Don’t think that is entirely true. Lots of features which exist on both RISC and CISC CPUs have different natural fit. Using micro-ops e.g. on a CISC is more important than in RISC CPU even if both benefit. Likewise pipelining has a more natural fit on RISC than CISC, while micro-op cache is more important on CISC than RISC.
I don't even know what RISC or CISC means anymore. They're bad, non-descriptive terms. 30 years ago, RISC or CISC meant something, but not anymore.
Today's CPUs are pipelined, out-of-order, speculative, superscalar, (sometimes) SMT, SIMD, multi-core with MESI-based snooping for cohesive caches. These words actually have meaning (and in particular, describe a particular attribute of performance for modern cores).
RISC or CISC? useful for internet flamewars I guess but I've literally never been able to use either term in a technical discussion.
-------
I said what I said earlier: this M1 Pro / M1 Max, and the ARM Neoverse cores, are missing SMT, which seems to come standard on every other server-class CPU (POWER9, Intel Skylake-X, AMD EPYC).
Neoverse N1 makes up for it with absurdly high core counts, so maybe its not a big deal. Apple M1 however has very small core counts, I doubt that Apple M1 would be good in a server setting... at least not with this configuration. They'd have to change things dramatically to compete at the higher end.

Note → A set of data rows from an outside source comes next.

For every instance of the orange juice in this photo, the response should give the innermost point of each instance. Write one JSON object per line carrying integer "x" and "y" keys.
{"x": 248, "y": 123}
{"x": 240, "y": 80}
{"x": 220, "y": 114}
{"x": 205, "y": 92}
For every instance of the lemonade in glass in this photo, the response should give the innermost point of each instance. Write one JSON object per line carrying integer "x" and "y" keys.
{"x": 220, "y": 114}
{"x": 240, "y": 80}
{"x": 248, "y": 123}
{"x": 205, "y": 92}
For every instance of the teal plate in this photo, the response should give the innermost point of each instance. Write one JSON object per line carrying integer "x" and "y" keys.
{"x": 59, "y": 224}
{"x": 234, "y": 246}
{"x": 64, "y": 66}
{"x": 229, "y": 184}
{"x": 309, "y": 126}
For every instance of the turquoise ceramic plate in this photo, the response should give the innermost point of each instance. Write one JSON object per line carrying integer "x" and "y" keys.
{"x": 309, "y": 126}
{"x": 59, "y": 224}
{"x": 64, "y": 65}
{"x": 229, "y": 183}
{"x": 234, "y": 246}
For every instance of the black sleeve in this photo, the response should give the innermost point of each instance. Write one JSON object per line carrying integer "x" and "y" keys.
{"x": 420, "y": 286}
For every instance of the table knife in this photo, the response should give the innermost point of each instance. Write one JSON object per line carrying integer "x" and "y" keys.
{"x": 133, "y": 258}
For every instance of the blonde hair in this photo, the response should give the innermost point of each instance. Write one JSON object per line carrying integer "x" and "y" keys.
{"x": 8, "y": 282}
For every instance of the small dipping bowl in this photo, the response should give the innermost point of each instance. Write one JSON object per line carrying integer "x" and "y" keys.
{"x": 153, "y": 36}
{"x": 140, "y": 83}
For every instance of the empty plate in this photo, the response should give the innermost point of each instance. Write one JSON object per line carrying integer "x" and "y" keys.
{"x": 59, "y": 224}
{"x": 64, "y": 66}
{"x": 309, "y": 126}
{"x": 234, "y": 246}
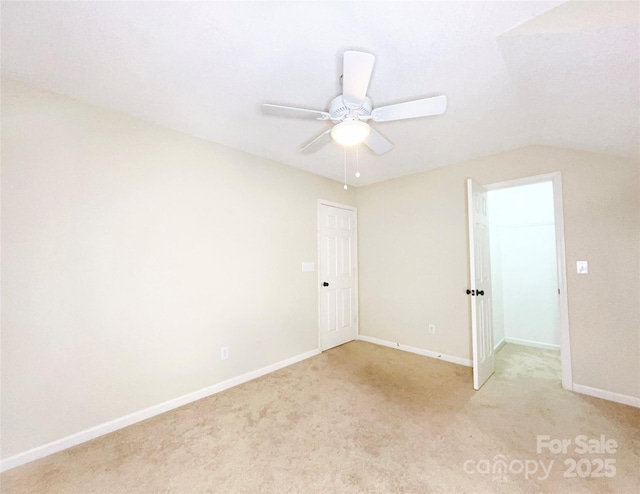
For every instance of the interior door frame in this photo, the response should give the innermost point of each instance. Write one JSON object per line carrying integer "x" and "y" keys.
{"x": 323, "y": 202}
{"x": 558, "y": 215}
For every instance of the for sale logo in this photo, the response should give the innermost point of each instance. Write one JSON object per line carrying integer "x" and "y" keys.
{"x": 582, "y": 445}
{"x": 500, "y": 467}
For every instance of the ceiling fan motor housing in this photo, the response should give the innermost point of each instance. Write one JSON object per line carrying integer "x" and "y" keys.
{"x": 339, "y": 111}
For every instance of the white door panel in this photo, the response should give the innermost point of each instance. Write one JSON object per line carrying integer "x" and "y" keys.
{"x": 480, "y": 264}
{"x": 338, "y": 277}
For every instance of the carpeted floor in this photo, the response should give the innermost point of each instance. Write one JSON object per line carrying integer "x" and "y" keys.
{"x": 363, "y": 418}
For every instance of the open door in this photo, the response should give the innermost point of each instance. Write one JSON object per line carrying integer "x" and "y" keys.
{"x": 480, "y": 292}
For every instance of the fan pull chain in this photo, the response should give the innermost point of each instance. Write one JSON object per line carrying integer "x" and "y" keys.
{"x": 345, "y": 169}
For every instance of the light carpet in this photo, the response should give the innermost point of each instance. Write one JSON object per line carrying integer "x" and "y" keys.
{"x": 362, "y": 418}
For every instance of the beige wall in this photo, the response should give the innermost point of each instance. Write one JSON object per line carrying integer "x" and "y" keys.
{"x": 130, "y": 255}
{"x": 414, "y": 261}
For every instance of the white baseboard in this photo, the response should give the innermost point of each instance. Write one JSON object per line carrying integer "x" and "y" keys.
{"x": 518, "y": 341}
{"x": 607, "y": 395}
{"x": 135, "y": 417}
{"x": 419, "y": 351}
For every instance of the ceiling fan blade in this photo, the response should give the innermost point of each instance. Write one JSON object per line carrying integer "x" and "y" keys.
{"x": 317, "y": 143}
{"x": 356, "y": 73}
{"x": 377, "y": 143}
{"x": 411, "y": 109}
{"x": 289, "y": 111}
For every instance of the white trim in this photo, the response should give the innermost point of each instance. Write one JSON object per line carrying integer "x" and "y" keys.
{"x": 518, "y": 341}
{"x": 565, "y": 346}
{"x": 135, "y": 417}
{"x": 519, "y": 182}
{"x": 323, "y": 202}
{"x": 633, "y": 401}
{"x": 419, "y": 351}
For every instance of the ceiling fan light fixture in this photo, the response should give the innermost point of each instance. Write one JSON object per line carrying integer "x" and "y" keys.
{"x": 350, "y": 132}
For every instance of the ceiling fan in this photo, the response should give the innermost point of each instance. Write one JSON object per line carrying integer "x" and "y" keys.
{"x": 351, "y": 110}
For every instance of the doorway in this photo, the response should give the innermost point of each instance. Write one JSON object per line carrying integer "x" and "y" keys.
{"x": 337, "y": 274}
{"x": 529, "y": 267}
{"x": 524, "y": 269}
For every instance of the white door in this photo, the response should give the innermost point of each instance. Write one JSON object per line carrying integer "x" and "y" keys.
{"x": 338, "y": 303}
{"x": 480, "y": 292}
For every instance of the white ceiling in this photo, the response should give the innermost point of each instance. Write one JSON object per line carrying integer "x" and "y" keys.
{"x": 515, "y": 73}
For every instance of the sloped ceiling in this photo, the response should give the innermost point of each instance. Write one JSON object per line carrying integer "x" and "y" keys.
{"x": 515, "y": 73}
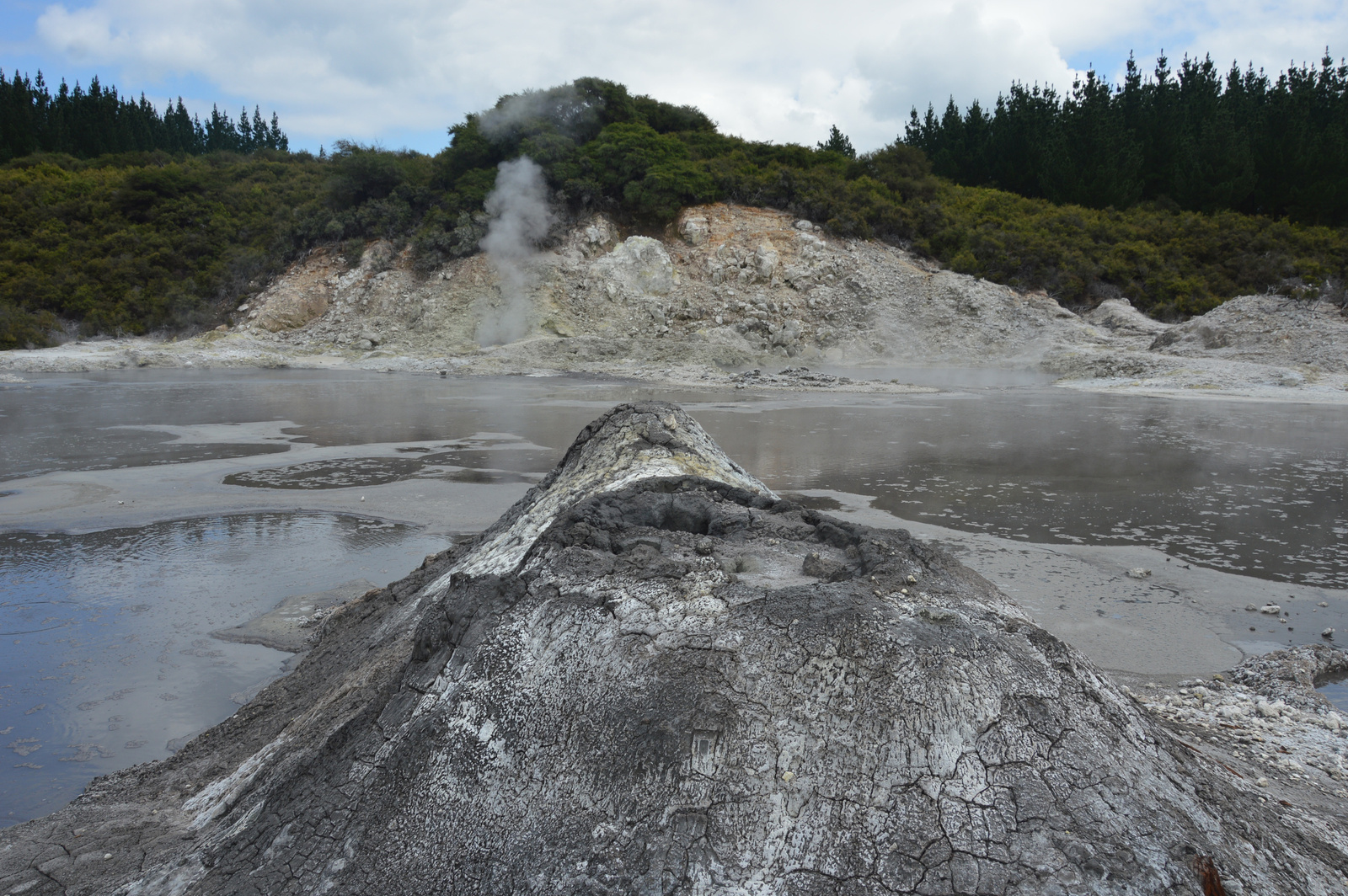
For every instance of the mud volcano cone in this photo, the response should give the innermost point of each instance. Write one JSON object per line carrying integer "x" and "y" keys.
{"x": 655, "y": 677}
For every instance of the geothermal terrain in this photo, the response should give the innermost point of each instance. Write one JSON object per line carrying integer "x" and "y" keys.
{"x": 654, "y": 675}
{"x": 730, "y": 287}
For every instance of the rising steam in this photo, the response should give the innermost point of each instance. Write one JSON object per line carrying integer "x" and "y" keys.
{"x": 519, "y": 219}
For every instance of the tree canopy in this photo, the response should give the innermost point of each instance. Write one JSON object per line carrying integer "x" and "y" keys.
{"x": 96, "y": 121}
{"x": 163, "y": 239}
{"x": 1188, "y": 138}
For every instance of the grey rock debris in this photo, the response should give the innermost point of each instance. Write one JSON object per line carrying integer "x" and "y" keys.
{"x": 653, "y": 677}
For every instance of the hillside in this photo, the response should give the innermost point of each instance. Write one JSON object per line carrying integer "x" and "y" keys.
{"x": 731, "y": 287}
{"x": 159, "y": 243}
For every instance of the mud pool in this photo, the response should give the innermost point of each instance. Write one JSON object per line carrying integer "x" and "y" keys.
{"x": 141, "y": 511}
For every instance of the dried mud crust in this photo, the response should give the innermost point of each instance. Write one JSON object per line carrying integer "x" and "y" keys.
{"x": 681, "y": 685}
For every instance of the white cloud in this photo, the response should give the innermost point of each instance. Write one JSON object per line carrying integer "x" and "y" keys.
{"x": 781, "y": 71}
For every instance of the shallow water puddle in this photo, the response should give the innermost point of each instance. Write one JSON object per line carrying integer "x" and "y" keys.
{"x": 107, "y": 653}
{"x": 114, "y": 658}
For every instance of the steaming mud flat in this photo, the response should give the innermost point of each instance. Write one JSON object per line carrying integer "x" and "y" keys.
{"x": 725, "y": 290}
{"x": 747, "y": 640}
{"x": 193, "y": 502}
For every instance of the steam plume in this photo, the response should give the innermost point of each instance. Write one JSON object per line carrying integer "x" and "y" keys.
{"x": 519, "y": 219}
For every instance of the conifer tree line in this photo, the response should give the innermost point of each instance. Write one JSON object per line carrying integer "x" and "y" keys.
{"x": 1190, "y": 138}
{"x": 88, "y": 123}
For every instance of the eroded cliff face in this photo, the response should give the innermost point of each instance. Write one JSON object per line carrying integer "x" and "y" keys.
{"x": 725, "y": 285}
{"x": 654, "y": 677}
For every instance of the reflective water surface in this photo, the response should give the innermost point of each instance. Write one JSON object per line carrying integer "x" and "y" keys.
{"x": 107, "y": 655}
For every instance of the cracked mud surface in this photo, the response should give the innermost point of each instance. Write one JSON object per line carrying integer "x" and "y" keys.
{"x": 654, "y": 677}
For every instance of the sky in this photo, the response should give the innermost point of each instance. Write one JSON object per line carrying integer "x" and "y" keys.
{"x": 399, "y": 72}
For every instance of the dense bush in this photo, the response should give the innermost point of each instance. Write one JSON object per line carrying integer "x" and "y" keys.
{"x": 139, "y": 242}
{"x": 99, "y": 120}
{"x": 142, "y": 242}
{"x": 1190, "y": 136}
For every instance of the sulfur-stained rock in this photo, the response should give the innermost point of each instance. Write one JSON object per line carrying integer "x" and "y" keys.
{"x": 286, "y": 309}
{"x": 655, "y": 677}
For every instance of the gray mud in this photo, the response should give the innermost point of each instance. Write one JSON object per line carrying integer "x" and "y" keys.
{"x": 627, "y": 685}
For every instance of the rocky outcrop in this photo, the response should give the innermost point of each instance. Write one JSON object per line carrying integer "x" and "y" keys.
{"x": 725, "y": 285}
{"x": 1266, "y": 329}
{"x": 654, "y": 677}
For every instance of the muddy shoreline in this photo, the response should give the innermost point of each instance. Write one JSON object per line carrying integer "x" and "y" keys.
{"x": 725, "y": 291}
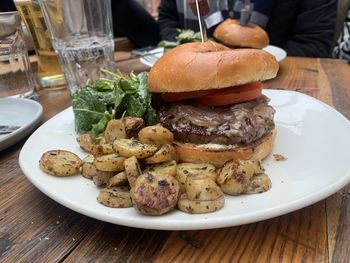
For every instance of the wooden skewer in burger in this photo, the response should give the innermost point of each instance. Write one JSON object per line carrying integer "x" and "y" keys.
{"x": 214, "y": 103}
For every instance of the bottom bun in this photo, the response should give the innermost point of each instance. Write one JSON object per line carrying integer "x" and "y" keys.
{"x": 219, "y": 154}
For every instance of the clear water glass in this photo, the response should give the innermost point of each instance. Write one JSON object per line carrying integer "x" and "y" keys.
{"x": 82, "y": 36}
{"x": 16, "y": 77}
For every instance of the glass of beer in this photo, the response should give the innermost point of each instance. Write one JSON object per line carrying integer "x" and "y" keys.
{"x": 49, "y": 71}
{"x": 82, "y": 35}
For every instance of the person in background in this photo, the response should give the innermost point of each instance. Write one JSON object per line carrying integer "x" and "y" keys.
{"x": 342, "y": 48}
{"x": 130, "y": 19}
{"x": 302, "y": 28}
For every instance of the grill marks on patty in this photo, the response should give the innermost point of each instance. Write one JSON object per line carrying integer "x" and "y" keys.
{"x": 240, "y": 123}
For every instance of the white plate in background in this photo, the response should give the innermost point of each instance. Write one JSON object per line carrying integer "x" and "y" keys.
{"x": 278, "y": 52}
{"x": 313, "y": 136}
{"x": 156, "y": 53}
{"x": 25, "y": 113}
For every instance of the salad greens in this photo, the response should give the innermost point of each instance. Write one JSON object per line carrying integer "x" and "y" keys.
{"x": 184, "y": 36}
{"x": 96, "y": 104}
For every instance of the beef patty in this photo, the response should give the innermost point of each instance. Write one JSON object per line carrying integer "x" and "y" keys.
{"x": 240, "y": 123}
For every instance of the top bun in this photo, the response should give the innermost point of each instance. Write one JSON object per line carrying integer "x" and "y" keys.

POWER9, RISC-V, and ARM all have microcoded instructions. In particular, division, which is very complicated.
As all CPUs have decided that hardware-accelerated division is a good idea (and in particular: microcoded, single-instruction division makes more sense than spending a bunch of L1 cache on a series of instructions that everyone knows is "just division" and/or "modulo"), microcode just makes sense.
The "/" and "%" operators are just expected on any general purpose CPU these days.
30 years ago, RISC processors didn't implement divide or modulo. Today, all processors, even the "RISC" ones, implement it.
It's slightly more general than that, hiding inefficient use of functional units. A lot of times that's totally memory latency causing the inability to keep FUs fed like you say, but i've seen other reasons, like a wide but diverse set of FUs that have trouble applying to every workload.
The classic reason quoted for SMT is to allow the functional units to be fully utilised when there is instruction-to-instruction dependencies - that is, the input of one instruction is the output from the previous instruction. Doing SMT allow you to create one large pool of functional units and share them between multiple threads, hopefully increasing the chances that they will be fully used.
Well, tons, there isn't another ARM core that can match a single M1 Firestorm, core to core. Heck, only the highest performance x86 cores can match a Firestorm core. and that's just raw performance, not even considering power efficiency. But of course, Apple's not sharing.
They were, but have stopped talking about that for years. The project is probably canceled; I've heard Jim Keller talk about how that work was happening simultaneously with Zen 1.
Most of the additional chip area went into more GPUs and special-purpose video codec hardware. It's "just" two more cores than the vanilla M1, and some of the efficiency cores on the M1 became performance cores. So CPU-bound things like compiling code will be "only" 20-50% faster than on the M1 MacBook. The big wins are for GPU-heavy and codec-heavy workloads.
That makes sense since that's where most users will need their performance. I'm still a bit sad that the era of "general purpose computing" where CPU can do all workloads is coming to an end.
Nevertheless, impressive chips, I'm very curious where they'll take it for the Mac Pro, and (hopefully) the iMac Pro.